The aim of the project APPLAUSE is a sustainable treatment of invasive alien plant species on the principles of circular economy and zero waste philosophy. Citizens of Ljubljana get to know how to recognise and remove these plants. The project offers a lot of solutions for processing and for good use of these plant species. Invasive alien plant species have been recognised for several decades as one of the most important reasons for the decline of biodiversity. They can also cause economic and environmental damage, some are even harmful to human health, as they can cause allergies, skin reactions and inflammation. From the circular economy perspective these plants can be used as a valuable raw material for paper and wooden products, as a natural pigments and in dishes, instead of burning or composting them. Citizens can process plants by them self, in several workshops or hand them over in the waste collection centre.

Website

Applause project website

Country

Slovenija

Documents to download

Applause PDF

Media

Photos: Trčak B.

* TOP TIP *

'Learn about invasive species and how they can impact local ecosystems'

How is the project linked to climate change and sustainability?

This is an innovative practice of sustainable treatment of invasive alien plant species. Instead of incinerating or composting them as usual, which is less environment friendly, their biomass is processed into a products with a higher value. Products help raise the awareness about green alternatives and local cultural heritage.

Who is involved?

Partners in the project (11 Slovenian partners) collaborated with kindergartens and schools, students, NGOs, seniors, city districts and city employees, landowners, gardeners and expert associations. The project was led by the City of Ljubljana.

How are the participants involved?

In the project some new tools for identifying invasive alien plant species and their habitats were developed. Project educates citizens how to recognise invasive alien plant species, how to harvest them and use them in many different ways – for paper, wood products, or in culinarics. If they are not able to process or use plants in their homes, citizens are welcomed in PAPLAB, where they can cooperate in workshops or just simply hand over the plants. For the purposes of the project, an abandoned old paper machines from factory Vevče was bought and master craftsman laboratory was set. Here, hand paper produced from Fallopia japonica is performed following a medieval procedure. This way, traditional crafts, technical and cultural heritage, and knowledge are preserved. 

In workshops, school children get to know about the principles of circular economy and zero waste philosophy in a creative way, by producing their own paper, cards and simple products from paper. Workshops with paper help to preserve Slovenian tradition of paper making. At home, citizens and children can make colours from certain invasive alien plants, try paper making from paper brick (they get it from PAPLAB) and prepare different dishes. More skilled children can make products from wood with their parents. 

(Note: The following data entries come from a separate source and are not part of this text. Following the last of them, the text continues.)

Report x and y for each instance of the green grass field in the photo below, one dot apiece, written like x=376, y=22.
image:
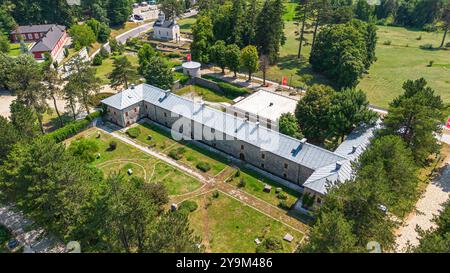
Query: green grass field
x=204, y=93
x=126, y=157
x=403, y=59
x=227, y=225
x=186, y=24
x=254, y=185
x=14, y=50
x=103, y=70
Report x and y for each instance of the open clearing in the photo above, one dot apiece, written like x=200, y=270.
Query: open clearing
x=232, y=226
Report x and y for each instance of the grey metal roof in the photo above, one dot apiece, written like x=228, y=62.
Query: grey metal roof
x=49, y=41
x=354, y=145
x=165, y=24
x=306, y=154
x=33, y=28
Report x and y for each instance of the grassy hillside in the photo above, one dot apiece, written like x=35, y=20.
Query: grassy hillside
x=403, y=59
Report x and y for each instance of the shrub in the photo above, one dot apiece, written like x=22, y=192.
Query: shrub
x=134, y=132
x=230, y=90
x=104, y=53
x=204, y=166
x=177, y=154
x=98, y=60
x=72, y=128
x=307, y=200
x=84, y=149
x=283, y=205
x=242, y=183
x=427, y=46
x=216, y=194
x=270, y=245
x=282, y=196
x=188, y=206
x=4, y=235
x=96, y=100
x=112, y=145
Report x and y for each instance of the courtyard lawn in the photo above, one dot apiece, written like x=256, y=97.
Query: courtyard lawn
x=186, y=24
x=126, y=157
x=14, y=50
x=192, y=155
x=402, y=60
x=205, y=93
x=116, y=31
x=227, y=225
x=103, y=70
x=254, y=185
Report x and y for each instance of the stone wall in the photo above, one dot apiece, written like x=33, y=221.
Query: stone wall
x=265, y=160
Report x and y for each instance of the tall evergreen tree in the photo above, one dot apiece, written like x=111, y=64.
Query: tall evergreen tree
x=416, y=116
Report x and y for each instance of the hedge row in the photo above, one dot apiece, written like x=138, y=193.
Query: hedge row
x=73, y=128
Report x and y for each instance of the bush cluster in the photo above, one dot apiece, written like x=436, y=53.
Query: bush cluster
x=204, y=166
x=134, y=132
x=73, y=128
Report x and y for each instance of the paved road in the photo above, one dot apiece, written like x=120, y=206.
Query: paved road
x=21, y=227
x=430, y=205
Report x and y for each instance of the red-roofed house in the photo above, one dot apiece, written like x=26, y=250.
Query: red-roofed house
x=46, y=38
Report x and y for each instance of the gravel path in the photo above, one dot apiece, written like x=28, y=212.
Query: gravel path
x=430, y=204
x=22, y=228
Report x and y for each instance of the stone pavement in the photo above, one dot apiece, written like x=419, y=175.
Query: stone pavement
x=27, y=235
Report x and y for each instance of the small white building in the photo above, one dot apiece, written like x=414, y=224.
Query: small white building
x=166, y=29
x=192, y=69
x=265, y=107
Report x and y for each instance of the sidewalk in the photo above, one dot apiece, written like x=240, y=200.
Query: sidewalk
x=22, y=229
x=430, y=205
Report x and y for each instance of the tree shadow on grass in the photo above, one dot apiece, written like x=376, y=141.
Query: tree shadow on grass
x=302, y=69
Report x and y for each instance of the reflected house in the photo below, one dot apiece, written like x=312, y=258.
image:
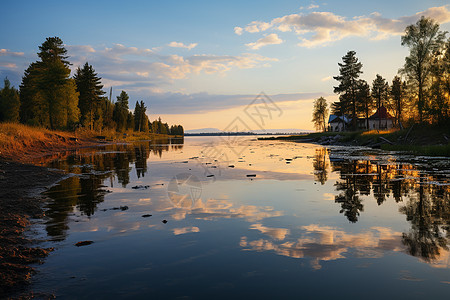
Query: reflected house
x=381, y=119
x=338, y=123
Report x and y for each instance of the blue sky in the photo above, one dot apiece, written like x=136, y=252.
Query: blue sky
x=199, y=62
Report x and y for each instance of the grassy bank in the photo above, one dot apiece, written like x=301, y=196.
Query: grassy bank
x=24, y=143
x=418, y=139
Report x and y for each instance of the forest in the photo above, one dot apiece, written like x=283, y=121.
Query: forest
x=419, y=94
x=48, y=97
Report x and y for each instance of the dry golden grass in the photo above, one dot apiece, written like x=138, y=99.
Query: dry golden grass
x=372, y=132
x=23, y=143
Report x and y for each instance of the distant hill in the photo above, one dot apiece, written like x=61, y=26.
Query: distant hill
x=266, y=131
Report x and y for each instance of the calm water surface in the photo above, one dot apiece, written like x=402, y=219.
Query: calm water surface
x=311, y=223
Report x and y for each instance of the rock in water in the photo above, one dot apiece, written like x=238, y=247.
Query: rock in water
x=83, y=243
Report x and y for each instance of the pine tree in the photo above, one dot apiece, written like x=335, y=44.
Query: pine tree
x=365, y=101
x=397, y=94
x=120, y=114
x=46, y=93
x=349, y=72
x=90, y=100
x=320, y=112
x=380, y=90
x=9, y=103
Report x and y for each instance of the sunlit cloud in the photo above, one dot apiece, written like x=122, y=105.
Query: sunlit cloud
x=181, y=45
x=126, y=66
x=257, y=26
x=276, y=233
x=8, y=65
x=271, y=39
x=6, y=52
x=325, y=243
x=322, y=28
x=238, y=30
x=224, y=209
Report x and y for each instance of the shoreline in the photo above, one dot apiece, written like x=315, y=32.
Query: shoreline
x=22, y=181
x=418, y=140
x=21, y=186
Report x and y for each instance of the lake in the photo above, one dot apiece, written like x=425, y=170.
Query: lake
x=219, y=218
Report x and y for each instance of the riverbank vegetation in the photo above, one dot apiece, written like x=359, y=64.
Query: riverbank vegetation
x=31, y=144
x=419, y=94
x=49, y=98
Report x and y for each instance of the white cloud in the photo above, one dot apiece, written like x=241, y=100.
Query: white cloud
x=8, y=65
x=135, y=69
x=184, y=230
x=321, y=28
x=6, y=52
x=257, y=26
x=181, y=45
x=271, y=39
x=238, y=30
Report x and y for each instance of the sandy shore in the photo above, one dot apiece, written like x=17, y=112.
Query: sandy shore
x=20, y=200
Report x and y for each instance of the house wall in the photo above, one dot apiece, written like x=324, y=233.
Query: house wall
x=385, y=124
x=336, y=126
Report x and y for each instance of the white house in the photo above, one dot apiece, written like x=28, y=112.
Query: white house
x=381, y=119
x=338, y=123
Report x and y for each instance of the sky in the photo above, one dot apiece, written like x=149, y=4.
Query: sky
x=201, y=63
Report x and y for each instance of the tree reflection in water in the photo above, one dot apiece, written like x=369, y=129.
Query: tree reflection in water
x=82, y=193
x=425, y=195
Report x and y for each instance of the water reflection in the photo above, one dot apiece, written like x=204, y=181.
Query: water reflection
x=421, y=193
x=425, y=194
x=81, y=194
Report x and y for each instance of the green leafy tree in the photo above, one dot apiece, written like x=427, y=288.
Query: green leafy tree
x=397, y=93
x=90, y=101
x=423, y=39
x=320, y=113
x=9, y=103
x=349, y=72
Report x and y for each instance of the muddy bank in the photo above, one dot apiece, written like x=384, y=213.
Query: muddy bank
x=20, y=201
x=418, y=140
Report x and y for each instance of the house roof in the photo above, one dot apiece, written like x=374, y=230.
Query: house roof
x=336, y=119
x=381, y=113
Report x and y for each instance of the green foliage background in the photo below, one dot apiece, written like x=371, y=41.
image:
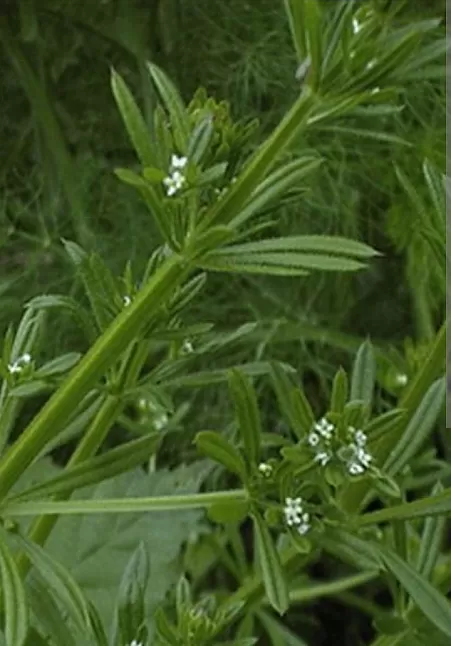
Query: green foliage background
x=62, y=137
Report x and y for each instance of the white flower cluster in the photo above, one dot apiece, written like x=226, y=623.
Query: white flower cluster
x=319, y=439
x=295, y=516
x=187, y=347
x=326, y=444
x=265, y=469
x=19, y=364
x=175, y=180
x=356, y=26
x=360, y=459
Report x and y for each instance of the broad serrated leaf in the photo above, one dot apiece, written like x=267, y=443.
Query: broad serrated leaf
x=98, y=547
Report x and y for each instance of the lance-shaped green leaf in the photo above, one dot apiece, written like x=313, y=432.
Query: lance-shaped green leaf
x=436, y=505
x=13, y=597
x=78, y=313
x=151, y=198
x=339, y=392
x=59, y=365
x=246, y=408
x=363, y=375
x=418, y=428
x=60, y=582
x=133, y=120
x=200, y=139
x=294, y=11
x=305, y=19
x=130, y=609
x=216, y=447
x=433, y=604
x=294, y=255
x=229, y=512
x=350, y=548
x=431, y=540
x=230, y=205
x=272, y=573
x=276, y=185
x=97, y=469
x=46, y=607
x=292, y=402
x=174, y=106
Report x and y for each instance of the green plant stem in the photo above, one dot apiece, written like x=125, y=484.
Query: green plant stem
x=331, y=588
x=123, y=505
x=88, y=446
x=355, y=497
x=90, y=443
x=101, y=356
x=228, y=207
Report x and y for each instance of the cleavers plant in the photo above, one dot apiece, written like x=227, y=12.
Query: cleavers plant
x=306, y=492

There was also a public competition for the most creative dish prepared from Jerusalem artichokes and cherry plum fruits. Citizens can participate in textile dyeing workshops, where they can learn how to prepare dye extracts from various invasive alien plants and colour the selected textile materials. Each year in October all project activities are presented at the Festival of (re)use of invasive alien plants in Ljubljana.

Key steps:

Here are some ideas on how you can get started!

-   Find out which are non-native invasive plant species in your environment
-   Ask the local experts which ones are not harmful for human health
-   Don´t harvest them at degraded areas, as they can contain harmful substances from the environment. 
-   Harvest them at the right time
-   Do you know what can you use them for? You will find a lot of advice in this project book, but also consider who can help you develop new ideas. 
-   Is it possible that you connect this biomass with your local paper or the wood industry like in this the Slovenian case?
-   If not and if they are edible, you can use them in culinarics (check with a local expert). Why not try some new recipes? 
-   Can you invite a cook to help you and children?
-   Why not write your own recipe book?
-   You can organise a festival of reuse of invasive alien plants and their present new products

JP VOKA Snaga: “Our vision is to become an example of good practice in an international environment in the field of sustainable treatment of non-native invasive plants for other European capitals.”